Solar Foods has joined the EU-funded BalticSeaH2 hydrogen economy project, securing €350,000 in funding to increase production capacity for Solein at its Factory 01 site in Finland.
The company produces Solein, a protein ingredient made through gas fermentation using inputs including hydrogen and carbon dioxide. Its role in BalticSeaH2 places the process within Europe’s developing hydrogen economy, connecting food ingredient production with industrial energy infrastructure.
Factory 01 is Solar Foods’ first commercial-scale production facility. The new funding supports further scale-up at the site while the company continues work on larger production plans, including its proposed Factory 02 facility.
IN Food has already covered Solar Foods’ US patent grant for the Solein production process, which strengthened the company’s intellectual-property position as it works toward larger-scale production. BalticSeaH2 adds a further layer by tying the process to the infrastructure needed to support hydrogen-linked manufacturing.
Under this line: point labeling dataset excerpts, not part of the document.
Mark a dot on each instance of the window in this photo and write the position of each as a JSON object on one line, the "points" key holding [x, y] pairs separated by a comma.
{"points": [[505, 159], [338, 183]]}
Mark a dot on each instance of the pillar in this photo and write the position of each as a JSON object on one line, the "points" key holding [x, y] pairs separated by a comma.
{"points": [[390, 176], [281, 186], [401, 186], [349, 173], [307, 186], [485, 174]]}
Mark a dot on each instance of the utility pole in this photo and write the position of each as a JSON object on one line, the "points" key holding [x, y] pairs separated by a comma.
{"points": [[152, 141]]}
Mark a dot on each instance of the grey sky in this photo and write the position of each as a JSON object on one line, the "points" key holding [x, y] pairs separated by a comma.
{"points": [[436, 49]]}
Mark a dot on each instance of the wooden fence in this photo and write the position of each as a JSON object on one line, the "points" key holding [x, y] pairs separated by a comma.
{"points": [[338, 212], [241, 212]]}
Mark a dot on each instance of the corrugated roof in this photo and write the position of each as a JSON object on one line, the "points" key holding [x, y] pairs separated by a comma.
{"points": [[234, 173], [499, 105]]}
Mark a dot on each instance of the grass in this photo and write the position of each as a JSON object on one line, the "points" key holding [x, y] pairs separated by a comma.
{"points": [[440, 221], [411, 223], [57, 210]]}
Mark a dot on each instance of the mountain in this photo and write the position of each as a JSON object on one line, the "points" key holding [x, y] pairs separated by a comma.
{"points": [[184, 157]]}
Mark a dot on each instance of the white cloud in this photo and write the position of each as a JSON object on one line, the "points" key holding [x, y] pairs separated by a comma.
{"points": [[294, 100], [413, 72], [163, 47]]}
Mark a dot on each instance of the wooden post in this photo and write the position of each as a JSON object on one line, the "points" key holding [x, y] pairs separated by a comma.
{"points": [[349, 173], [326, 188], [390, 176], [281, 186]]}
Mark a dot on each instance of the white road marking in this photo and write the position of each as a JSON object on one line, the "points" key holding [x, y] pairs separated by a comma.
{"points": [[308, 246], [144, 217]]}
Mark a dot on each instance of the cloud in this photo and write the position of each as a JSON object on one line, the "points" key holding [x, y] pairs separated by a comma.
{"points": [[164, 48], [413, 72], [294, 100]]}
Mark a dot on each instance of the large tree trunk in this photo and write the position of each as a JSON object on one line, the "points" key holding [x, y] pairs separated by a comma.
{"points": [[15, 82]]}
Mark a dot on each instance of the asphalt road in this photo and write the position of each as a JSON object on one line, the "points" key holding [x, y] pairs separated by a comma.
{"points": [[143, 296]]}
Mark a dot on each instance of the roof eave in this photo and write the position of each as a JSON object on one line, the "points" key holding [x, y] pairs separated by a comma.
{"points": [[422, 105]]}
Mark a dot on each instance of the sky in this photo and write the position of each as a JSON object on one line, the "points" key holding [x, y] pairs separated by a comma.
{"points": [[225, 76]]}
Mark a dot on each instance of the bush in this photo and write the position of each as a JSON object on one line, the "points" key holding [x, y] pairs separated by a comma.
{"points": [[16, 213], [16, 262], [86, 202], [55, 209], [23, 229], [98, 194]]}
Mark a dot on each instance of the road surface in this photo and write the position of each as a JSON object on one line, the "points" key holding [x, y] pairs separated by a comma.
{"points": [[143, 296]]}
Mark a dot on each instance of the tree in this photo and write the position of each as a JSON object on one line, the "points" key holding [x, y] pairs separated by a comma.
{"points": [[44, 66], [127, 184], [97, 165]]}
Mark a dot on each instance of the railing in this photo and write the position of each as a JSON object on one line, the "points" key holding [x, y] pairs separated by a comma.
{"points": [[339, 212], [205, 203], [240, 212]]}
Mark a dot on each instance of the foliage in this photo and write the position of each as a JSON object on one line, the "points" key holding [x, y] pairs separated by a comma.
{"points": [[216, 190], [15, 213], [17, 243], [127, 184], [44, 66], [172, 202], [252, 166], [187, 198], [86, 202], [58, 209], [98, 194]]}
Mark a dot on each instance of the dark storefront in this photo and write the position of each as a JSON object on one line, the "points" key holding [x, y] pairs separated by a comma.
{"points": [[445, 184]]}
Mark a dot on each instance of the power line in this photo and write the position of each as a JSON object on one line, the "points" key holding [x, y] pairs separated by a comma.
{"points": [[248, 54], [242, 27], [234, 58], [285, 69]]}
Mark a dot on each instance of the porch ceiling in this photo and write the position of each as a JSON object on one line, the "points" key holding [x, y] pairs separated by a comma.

Alternative protein development is moving into a more industrial phase. Nutrition, novelty, and consumer positioning remain important, but production economics, energy inputs, bioprocess reliability, permitting, and regional infrastructure will decide which platforms can grow beyond demonstration scale.
Solein’s production model depends on process energy and gas inputs rather than conventional agriculture. That creates potential land-use advantages, but it also links production economics to the availability, cost, and carbon profile of hydrogen and electricity. Broader hydrogen infrastructure could improve the case for scale-up, while high energy costs or limited clean hydrogen supply would add friction.
BalticSeaH2 gives Solar Foods a place within a wider European systems project rather than a single-site fermentation buildout. Food ingredients could become one of several industrial uses for hydrogen as regional networks develop and seek stable offtake routes.
Commercial progress will still depend on consistent supply, market approvals, application performance, and cost. Novel proteins have faced tougher investor scrutiny in recent years, with more pressure on businesses to demonstrate credible scale pathways and clear routes into food manufacturing.
Solar Foods now has several pieces of that scale-up case in motion. Factory 01 provides operating evidence, patent protection strengthens the process base, and BalticSeaH2 connects Solein production to regional hydrogen deployment. The next challenge is turning that infrastructure alignment into ingredient volumes that food manufacturers can use reliably and economically.